LightDiffusion-Next / docs /sageattention.md
Aatricks's picture
Deploy ZeroGPU Gradio Space snapshot
b701455
# SageAttention & SpargeAttn
## Overview
SageAttention and SpargeAttn are drop-in replacements for PyTorch's scaled dot-product attention that can provide significant speedup with zero to minimal quality loss. They work by optimizing the compute-heavy attention mechanism used throughout diffusion models (UNet, VAE, Flux Transformers).

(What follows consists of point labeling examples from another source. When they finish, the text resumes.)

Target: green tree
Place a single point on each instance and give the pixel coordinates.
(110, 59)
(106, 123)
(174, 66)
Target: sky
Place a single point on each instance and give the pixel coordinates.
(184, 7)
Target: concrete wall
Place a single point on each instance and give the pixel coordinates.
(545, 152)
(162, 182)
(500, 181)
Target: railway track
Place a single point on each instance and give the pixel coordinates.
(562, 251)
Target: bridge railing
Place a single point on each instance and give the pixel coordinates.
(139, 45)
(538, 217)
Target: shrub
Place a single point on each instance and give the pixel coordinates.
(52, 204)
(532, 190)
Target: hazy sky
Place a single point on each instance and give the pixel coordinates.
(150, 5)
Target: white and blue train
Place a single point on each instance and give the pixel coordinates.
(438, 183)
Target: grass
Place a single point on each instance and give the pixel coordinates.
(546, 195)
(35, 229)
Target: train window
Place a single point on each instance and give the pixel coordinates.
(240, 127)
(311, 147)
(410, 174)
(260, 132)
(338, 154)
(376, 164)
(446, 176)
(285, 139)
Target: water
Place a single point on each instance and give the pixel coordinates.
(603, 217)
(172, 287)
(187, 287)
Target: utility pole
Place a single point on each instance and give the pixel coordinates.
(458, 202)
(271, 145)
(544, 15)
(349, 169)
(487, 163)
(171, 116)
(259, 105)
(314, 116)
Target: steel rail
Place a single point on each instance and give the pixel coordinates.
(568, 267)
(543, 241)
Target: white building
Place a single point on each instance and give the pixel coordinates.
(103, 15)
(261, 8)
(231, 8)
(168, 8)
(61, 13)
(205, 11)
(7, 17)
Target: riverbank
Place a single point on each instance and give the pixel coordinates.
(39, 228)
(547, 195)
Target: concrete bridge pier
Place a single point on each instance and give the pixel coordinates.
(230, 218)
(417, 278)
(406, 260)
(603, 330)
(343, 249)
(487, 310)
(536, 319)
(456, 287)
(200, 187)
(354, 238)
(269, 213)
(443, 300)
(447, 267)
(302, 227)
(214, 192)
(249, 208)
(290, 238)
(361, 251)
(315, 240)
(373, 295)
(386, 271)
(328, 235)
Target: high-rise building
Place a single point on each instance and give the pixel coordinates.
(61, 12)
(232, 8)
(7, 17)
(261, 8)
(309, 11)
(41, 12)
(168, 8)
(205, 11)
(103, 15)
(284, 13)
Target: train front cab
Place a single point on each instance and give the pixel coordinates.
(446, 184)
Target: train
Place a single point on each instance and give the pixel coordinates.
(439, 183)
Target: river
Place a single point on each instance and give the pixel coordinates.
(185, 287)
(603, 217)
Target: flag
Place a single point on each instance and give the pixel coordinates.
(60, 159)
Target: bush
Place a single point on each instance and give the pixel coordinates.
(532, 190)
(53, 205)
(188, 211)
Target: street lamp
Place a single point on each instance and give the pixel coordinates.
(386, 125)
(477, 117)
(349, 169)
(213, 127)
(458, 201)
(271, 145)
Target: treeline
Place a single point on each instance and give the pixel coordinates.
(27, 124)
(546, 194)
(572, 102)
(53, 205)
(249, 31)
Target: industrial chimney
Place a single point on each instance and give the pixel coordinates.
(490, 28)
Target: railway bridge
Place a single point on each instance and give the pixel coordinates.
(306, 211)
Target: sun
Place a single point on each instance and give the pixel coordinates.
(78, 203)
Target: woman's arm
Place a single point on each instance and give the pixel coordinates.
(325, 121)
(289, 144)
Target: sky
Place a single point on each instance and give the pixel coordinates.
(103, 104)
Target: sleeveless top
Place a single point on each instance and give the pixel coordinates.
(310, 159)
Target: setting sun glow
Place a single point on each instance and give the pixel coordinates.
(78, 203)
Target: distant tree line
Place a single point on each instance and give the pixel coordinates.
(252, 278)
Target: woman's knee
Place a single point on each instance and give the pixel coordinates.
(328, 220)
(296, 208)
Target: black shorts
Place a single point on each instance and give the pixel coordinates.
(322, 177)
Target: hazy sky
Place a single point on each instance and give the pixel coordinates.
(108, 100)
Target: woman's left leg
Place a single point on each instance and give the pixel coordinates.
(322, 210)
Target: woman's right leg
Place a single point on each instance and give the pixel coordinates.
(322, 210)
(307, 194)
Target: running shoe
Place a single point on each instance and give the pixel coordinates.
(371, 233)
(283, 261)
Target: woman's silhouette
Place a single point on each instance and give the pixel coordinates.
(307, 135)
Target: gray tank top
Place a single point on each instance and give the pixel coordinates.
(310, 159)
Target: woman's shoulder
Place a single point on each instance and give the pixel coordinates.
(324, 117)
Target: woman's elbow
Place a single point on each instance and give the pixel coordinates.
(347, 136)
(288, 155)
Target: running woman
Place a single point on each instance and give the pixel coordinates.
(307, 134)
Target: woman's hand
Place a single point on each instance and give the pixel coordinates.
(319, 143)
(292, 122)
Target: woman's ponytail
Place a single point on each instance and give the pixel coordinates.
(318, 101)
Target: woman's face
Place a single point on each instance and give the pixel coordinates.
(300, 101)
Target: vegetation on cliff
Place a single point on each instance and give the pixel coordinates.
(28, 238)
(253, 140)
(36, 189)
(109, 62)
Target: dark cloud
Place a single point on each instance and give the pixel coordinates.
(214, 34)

- **SageAttention**: Uses INT8 quantization for key/value tensors while maintaining FP16 query precision
- **SpargeAttn**: Adds dynamic sparsity pruning on top of SageAttention, skipping redundant attention computations
Both are **training-free**, **hardware-accelerated** CUDA kernels that integrate transparently into LightDiffusion-Next.
## How It Works
### SageAttention
Standard attention computes:
$$
\text{Attention}(Q, K, V) = \text{softmax}\left(\frac{QK^T}{\sqrt{d_k}}\right)V
$$
SageAttention accelerates this by:
1. **Quantizing K and V** to INT8 before the matrix multiplication
2. **Keeping Q in FP16** to preserve attention score precision
3. **Fusing operations** (softmax, scaling, matmul) in hand-tuned CUDA kernels
4. **Dequantizing** output back to FP16 after final matmul
This reduces memory bandwidth (K/V use half the space) and leverages Tensor Cores more efficiently.
### SpargeAttn
SpargeAttn extends SageAttention with **sparse attention masking**:
1. Computes a similarity metric between query and key patches
2. Prunes attention connections below a learned threshold (default: 60% similarity)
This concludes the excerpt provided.